Nog een punt, en dat gaat om het kiezen van de wijze waarop we reageren op dingen die opspelen. Daar hebben wij hier op het departement nog een verbeterslag te maken. Het is ingewikkeld in een organisatie die krimpt. Ik wil proberen een manier op te zetten dat we zelf, de departementsleiding, maar ook op de werkvloer, een iets scherpere alertheid ontwikkelen voor potentiële problemen of potentiële kansen, waar we op in moeten spelen. Met alle waardering die ik zojuist heb uitgesproken voor hoe fantastisch we ons werk doen, op dit punt denk ik dat het nog beter kan.

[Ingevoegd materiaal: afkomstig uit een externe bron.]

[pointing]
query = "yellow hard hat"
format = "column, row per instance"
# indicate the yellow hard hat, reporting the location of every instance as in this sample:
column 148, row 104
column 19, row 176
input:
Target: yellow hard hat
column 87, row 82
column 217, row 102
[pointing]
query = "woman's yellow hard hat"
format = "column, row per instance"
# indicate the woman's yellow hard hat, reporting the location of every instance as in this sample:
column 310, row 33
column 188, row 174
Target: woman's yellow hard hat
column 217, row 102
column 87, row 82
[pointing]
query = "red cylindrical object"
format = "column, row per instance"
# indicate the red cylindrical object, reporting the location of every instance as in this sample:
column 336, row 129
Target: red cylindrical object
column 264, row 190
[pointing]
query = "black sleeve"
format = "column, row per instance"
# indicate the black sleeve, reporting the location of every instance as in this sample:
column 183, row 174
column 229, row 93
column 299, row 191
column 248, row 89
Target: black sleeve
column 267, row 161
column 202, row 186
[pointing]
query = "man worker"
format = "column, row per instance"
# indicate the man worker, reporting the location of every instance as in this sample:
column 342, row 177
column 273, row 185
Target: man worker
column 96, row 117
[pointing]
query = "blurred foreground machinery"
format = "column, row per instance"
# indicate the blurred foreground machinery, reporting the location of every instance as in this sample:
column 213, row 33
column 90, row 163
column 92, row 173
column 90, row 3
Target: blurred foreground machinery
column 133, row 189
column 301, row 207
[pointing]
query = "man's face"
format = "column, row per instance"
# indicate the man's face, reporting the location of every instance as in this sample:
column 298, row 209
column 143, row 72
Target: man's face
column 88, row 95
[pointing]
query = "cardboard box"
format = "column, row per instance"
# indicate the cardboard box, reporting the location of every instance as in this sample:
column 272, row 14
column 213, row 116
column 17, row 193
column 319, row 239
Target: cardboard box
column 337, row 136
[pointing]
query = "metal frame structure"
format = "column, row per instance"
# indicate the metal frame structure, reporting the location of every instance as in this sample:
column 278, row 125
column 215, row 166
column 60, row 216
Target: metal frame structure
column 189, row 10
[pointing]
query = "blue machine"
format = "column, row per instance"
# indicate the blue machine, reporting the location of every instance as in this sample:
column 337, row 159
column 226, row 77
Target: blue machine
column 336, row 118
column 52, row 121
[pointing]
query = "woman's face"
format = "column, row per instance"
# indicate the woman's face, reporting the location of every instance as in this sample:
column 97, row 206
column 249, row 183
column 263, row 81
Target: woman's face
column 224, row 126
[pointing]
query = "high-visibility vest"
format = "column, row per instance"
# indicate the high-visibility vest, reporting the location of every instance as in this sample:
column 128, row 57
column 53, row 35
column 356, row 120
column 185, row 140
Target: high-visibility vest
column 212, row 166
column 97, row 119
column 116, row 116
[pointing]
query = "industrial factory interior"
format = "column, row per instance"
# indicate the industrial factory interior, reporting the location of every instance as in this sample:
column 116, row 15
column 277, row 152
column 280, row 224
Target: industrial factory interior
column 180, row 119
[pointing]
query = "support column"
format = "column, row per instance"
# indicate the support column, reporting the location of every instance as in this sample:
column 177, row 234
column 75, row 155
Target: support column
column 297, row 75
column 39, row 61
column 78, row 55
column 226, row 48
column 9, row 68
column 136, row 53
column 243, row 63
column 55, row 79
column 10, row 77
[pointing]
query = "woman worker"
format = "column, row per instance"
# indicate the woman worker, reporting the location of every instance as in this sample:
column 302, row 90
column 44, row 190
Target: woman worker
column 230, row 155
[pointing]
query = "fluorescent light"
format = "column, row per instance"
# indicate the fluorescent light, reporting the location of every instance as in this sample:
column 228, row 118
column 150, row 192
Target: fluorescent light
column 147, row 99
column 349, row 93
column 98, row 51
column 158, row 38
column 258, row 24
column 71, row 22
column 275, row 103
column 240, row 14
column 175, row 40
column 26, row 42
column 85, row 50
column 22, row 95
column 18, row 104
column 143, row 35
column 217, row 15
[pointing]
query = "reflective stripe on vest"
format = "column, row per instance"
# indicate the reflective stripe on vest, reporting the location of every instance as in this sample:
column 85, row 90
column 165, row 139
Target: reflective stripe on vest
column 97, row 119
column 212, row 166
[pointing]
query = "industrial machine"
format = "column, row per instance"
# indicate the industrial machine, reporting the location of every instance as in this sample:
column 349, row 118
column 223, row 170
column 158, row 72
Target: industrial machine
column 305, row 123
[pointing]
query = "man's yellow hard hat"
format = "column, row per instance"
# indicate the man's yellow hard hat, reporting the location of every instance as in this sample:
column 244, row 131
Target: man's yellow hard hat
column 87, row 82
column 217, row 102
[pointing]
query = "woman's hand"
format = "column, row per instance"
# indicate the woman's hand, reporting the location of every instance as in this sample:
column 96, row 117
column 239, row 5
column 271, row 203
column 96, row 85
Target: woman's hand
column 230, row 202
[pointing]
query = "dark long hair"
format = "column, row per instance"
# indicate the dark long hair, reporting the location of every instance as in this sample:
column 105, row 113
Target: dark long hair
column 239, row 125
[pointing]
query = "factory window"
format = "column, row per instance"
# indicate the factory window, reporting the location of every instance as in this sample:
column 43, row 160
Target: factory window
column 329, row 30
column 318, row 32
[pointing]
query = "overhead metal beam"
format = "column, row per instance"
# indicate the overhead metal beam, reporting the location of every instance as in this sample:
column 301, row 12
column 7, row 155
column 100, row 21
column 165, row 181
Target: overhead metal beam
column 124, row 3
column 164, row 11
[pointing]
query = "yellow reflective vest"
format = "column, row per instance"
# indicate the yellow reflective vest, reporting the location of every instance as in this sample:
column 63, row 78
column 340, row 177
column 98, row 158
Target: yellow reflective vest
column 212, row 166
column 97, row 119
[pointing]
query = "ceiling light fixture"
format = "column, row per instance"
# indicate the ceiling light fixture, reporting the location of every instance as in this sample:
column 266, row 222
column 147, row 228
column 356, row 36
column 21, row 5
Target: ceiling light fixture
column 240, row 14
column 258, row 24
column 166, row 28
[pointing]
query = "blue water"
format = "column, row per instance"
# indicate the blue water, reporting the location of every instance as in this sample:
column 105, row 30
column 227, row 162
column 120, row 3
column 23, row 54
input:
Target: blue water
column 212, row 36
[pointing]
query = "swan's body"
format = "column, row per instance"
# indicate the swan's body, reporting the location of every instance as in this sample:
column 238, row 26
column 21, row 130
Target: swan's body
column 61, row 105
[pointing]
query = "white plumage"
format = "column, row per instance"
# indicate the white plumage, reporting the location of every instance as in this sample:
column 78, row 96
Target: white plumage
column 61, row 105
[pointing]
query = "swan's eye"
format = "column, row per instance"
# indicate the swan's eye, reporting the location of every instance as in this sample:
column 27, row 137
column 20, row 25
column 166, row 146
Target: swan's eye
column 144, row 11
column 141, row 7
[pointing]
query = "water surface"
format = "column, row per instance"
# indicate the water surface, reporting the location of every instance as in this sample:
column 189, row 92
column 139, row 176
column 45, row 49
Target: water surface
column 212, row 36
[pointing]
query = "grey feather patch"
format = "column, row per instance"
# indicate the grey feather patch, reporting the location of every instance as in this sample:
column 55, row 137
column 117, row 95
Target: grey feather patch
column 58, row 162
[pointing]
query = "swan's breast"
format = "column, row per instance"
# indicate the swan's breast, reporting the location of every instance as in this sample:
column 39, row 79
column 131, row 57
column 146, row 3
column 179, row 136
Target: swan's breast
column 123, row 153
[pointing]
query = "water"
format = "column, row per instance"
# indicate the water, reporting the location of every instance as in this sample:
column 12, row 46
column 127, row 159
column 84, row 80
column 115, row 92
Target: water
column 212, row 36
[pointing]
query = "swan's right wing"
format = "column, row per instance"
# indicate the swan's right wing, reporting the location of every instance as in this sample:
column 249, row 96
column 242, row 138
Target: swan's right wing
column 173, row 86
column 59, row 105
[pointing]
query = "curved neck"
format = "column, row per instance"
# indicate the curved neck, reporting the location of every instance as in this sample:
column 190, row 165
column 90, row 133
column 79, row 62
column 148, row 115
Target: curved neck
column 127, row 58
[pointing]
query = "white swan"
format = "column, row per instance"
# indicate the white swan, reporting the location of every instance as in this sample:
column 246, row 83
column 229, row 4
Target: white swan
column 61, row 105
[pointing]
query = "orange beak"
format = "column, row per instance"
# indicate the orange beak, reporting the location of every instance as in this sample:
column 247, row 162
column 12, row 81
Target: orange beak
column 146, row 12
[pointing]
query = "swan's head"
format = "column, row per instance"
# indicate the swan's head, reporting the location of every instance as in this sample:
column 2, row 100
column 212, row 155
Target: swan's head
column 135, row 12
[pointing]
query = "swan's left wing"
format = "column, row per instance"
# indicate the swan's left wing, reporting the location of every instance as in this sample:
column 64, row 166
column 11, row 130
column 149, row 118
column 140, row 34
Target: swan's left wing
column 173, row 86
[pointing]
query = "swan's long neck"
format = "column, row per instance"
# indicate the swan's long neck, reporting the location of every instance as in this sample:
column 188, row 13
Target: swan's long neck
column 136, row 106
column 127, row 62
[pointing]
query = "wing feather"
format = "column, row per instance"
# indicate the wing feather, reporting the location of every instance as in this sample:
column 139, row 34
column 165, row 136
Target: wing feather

Op dit punt denk ik dat we soms nog iets te procedureel reageren als er iets opspeelt en te weinig alertheid zelf hebben om te herkennen dat een probleem, dat klein lijkt, maar potentieel groot is, snel getackeld moet worden, om ervoor te zorgen dat het niet nog groter wordt. Ik denk dat op dat punt, zeker in het licht van de snelheid waarmee zaken zich ontwikkelen, we nog een hoop te leren hebben, van elkaar kunnen leren. En ik nodig jullie ook uit de ervaring die jullie op dat punt hebben opgedaan met ons te delen, zodat we elkaar sterker kunnen maken.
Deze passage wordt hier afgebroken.